Cuauhtlatoatzin viveu no tempo da chegada dos espanhóis na 6ª-Feira Santa de 1519. Cuauhtlatoatzin viu também a queda do império asteca e o fim dos sacrifícios humanos que havia sido predito pelos sacerdotes de Quetzalcoatl justamente para esse ano, mês e dia: a 6ª-Feira Santa de 1519. Em dezembro de 1531 Cuauhtlatoatzin teve a experiência que mudou a sua vida para sempre e a de outros nove milhões de mexicanos que se converteram ao Cristianismo: teve um encontro com a Virgem Maria que apareceu para ele em uma colina. A Virgem estava vestida como uma princesa Nahuatl e, ainda que a sua aparência fosse jovem… parecia estar grávida de três meses. A prova de sua visita foi um ramo de rosas brancas, desconhecidas no México nessa época. Curiosamente, a rosa branca havia sido o símbolo da casa de York na Inglaterra antes do reinado de Henrique VII, que antecedeu o rei executor de Tomás Moro.

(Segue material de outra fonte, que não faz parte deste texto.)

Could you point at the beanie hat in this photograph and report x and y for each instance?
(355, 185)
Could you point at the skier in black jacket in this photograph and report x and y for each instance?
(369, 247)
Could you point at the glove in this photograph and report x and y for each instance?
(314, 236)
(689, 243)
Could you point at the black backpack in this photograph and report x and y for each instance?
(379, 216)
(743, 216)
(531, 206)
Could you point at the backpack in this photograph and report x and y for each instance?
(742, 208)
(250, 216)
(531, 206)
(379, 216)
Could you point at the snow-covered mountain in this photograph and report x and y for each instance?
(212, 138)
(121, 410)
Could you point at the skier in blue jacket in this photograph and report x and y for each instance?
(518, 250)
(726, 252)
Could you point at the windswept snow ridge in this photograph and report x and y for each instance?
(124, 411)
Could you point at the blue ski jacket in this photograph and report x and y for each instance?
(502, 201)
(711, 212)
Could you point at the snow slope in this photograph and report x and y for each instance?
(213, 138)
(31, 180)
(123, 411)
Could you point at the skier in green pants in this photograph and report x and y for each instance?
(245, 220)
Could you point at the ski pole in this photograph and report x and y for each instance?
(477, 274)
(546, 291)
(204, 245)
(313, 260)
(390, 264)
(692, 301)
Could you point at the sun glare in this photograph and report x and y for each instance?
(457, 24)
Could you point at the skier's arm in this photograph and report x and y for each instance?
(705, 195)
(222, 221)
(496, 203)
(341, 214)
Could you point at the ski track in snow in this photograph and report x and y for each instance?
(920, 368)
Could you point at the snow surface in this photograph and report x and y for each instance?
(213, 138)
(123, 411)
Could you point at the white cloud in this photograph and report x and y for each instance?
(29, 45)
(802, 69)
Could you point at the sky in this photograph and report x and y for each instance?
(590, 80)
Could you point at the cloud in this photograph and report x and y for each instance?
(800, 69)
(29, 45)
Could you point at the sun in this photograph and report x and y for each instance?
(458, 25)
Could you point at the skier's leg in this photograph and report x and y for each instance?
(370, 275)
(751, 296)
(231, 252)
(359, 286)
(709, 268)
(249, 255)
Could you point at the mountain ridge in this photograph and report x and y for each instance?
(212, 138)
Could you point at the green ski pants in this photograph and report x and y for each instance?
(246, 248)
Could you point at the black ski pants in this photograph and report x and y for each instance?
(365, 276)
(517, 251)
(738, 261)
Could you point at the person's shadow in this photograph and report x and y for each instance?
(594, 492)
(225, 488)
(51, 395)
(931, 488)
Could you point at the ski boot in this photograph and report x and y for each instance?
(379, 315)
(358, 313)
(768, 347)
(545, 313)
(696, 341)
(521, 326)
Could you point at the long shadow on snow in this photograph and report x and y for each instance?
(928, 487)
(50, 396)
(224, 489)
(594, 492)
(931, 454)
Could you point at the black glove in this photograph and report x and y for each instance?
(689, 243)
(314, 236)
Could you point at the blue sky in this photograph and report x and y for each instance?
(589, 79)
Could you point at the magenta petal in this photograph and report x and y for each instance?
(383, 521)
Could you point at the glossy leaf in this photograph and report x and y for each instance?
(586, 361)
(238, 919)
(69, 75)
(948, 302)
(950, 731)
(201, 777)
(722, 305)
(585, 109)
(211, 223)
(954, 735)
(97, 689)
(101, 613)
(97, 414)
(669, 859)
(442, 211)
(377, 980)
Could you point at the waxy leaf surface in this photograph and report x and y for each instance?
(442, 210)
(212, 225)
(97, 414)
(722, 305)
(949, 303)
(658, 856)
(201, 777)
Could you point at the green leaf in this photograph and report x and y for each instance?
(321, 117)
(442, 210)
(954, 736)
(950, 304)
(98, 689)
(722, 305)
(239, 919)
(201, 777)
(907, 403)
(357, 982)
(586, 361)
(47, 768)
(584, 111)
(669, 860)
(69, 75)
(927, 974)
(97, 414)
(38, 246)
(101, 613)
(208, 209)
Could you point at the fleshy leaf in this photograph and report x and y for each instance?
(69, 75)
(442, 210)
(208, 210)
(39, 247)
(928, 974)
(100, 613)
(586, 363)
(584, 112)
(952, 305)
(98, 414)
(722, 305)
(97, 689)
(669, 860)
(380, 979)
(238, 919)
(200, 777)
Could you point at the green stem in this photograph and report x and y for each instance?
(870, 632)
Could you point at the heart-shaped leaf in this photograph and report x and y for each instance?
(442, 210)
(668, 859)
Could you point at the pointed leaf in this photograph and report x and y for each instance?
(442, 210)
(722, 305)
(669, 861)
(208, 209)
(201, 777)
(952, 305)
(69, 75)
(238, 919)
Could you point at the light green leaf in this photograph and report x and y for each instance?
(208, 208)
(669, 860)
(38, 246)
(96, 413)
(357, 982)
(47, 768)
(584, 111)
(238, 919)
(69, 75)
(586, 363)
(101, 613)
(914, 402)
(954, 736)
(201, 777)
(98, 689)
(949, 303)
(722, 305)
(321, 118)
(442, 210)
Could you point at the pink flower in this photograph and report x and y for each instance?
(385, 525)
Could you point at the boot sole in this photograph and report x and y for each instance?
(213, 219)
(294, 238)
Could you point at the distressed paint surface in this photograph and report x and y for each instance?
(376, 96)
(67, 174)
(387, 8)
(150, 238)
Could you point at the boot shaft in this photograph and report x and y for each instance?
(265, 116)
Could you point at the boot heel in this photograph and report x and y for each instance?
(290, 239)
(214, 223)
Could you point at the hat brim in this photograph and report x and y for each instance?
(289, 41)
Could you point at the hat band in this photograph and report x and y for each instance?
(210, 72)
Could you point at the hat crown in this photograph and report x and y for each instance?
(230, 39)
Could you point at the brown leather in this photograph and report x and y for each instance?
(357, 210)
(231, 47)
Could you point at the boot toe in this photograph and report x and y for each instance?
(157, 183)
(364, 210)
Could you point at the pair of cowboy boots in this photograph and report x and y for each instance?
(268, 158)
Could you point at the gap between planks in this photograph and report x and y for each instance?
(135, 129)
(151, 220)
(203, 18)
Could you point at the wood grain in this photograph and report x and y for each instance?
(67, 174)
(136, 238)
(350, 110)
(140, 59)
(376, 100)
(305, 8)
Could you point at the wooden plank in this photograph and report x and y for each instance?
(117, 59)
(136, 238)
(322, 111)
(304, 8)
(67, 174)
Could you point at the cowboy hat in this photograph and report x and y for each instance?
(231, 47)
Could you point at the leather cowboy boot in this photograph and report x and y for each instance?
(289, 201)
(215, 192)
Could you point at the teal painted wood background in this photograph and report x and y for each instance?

Restamos assim com esta curiosa coincidência: um rei que não pode gerar filhos varões assassina um Santo que tem as coisas claras: Deus reina e governa no coração do homem, está acima do César. De outro lado, um varão humilde é convidado por uma aparição sobrenatural, em que Deus lhe aparece como promessa, ainda que no ventre de Maria, como se quisesse nos anunciar que as Américas teriam um papel crucial no nascimento do reino vindouro, pois as princesas apenas podem dar a luz a príncipes. E este Príncipe que irá nascer será humilde, forte e nobre como um príncipe nahuatl.
Nove milhões de protestantes deixaram a Igreja nos primeiros anos da Reforma. Porém, a mesma quantidade ingressou na Igreja como resultado do encontro de Cuauhtlatoatzin com a Virgem de Guadalupe.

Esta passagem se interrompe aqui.